Il Milan e il ritardo nella programmazione societaria
Il Milan si trova in una fase di stallo decisionale a ridosso dell'inizio della nuova stagione e del calciomercato. Dopo i recenti addii nell'area dirigenziale e sportiva, il club rossonero non ha ancora annunciato i nuovi profili per coprire i ruoli chiave, alimentando dubbi sulla programmazione futura e mostrando segnali di improvvisazione dovuti alla fretta di recuperare il terreno perduto rispetto ai concorrenti.
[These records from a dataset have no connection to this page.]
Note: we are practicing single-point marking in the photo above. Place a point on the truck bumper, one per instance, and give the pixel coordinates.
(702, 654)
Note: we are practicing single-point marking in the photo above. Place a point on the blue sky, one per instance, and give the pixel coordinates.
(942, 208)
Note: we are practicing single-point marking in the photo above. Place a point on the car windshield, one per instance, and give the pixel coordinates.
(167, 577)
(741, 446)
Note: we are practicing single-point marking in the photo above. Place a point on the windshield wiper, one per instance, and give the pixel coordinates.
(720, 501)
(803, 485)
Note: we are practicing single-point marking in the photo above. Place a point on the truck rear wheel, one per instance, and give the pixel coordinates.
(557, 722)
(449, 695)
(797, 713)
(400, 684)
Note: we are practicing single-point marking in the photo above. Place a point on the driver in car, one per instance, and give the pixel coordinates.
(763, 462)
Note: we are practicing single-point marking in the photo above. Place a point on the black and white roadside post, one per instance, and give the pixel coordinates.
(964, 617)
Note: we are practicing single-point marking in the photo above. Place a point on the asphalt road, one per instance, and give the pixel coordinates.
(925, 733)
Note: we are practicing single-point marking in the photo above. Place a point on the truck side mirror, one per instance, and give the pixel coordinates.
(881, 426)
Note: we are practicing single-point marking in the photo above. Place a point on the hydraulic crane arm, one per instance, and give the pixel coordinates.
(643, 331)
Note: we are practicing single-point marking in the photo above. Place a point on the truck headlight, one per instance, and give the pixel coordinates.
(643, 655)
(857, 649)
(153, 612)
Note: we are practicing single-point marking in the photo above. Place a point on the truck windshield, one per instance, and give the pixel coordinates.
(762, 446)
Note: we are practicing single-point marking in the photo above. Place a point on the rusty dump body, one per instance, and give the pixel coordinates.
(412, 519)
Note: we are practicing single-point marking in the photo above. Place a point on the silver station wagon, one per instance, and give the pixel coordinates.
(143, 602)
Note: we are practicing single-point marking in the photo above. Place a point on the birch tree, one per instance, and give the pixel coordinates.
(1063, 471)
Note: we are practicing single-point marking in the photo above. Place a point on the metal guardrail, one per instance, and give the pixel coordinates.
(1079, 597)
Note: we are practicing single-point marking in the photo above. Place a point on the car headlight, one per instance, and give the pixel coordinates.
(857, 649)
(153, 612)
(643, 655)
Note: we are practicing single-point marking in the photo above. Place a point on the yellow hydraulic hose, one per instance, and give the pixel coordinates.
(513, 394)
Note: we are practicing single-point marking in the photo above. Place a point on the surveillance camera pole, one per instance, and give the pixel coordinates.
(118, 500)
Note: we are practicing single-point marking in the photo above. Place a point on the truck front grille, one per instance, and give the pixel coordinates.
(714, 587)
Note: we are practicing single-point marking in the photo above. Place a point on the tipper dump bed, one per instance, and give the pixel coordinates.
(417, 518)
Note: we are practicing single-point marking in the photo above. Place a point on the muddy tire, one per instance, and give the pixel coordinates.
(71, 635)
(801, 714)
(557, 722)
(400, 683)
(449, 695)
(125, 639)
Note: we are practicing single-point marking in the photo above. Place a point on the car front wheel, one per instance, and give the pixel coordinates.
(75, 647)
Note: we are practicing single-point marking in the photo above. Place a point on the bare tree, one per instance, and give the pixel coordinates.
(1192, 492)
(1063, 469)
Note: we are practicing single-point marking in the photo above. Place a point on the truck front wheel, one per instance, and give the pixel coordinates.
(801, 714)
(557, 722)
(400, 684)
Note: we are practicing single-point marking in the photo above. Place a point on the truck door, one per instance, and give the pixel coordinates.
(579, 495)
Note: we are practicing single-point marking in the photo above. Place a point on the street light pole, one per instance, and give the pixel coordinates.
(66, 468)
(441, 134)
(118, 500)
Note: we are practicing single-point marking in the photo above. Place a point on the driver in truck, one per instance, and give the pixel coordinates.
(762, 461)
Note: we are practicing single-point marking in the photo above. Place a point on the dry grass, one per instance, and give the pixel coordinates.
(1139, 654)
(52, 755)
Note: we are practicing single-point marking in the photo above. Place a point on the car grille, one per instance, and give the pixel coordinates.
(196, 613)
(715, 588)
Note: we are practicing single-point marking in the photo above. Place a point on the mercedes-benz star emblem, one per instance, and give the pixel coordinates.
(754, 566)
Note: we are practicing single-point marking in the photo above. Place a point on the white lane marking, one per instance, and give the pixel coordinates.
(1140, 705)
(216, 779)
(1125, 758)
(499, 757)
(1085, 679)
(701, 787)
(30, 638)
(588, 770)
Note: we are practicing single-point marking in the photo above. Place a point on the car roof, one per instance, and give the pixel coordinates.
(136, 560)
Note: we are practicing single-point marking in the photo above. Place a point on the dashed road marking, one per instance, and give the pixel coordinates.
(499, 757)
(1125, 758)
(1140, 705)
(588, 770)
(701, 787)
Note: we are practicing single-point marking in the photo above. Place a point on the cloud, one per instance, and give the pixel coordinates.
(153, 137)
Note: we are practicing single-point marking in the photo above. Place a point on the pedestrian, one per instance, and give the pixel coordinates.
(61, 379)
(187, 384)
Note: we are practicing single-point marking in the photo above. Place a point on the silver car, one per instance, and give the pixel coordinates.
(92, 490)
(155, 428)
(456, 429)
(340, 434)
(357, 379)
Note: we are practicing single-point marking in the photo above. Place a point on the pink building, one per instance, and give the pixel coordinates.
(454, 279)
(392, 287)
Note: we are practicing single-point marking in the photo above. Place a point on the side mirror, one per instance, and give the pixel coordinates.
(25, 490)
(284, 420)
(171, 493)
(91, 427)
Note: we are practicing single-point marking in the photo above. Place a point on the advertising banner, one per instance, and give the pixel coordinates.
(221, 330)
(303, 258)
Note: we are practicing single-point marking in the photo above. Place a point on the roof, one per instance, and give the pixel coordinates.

La pista principale per la ricostruzione sportiva porta a Ralf Rangnick, profilo fortemente voluto dalla proprietà rappresentata da Gerry Cardinale e Massimo Calvelli. Tuttavia, questa opzione non convince appieno il senior advisor Zlatan Ibrahimovic, preoccupato dal carattere accentratore del tecnico tedesco. Inoltre, le tempistiche si preannunciano lunghe: Rangnick ha ricevuto una proposta di rinnovo dalla Federcalcio austriaca e si è preso dai 7 ai 10 giorni per decidere, un rinvio che rischia di far slittare ulteriormente l'operatività del Milan a ridosso del mercato estivo.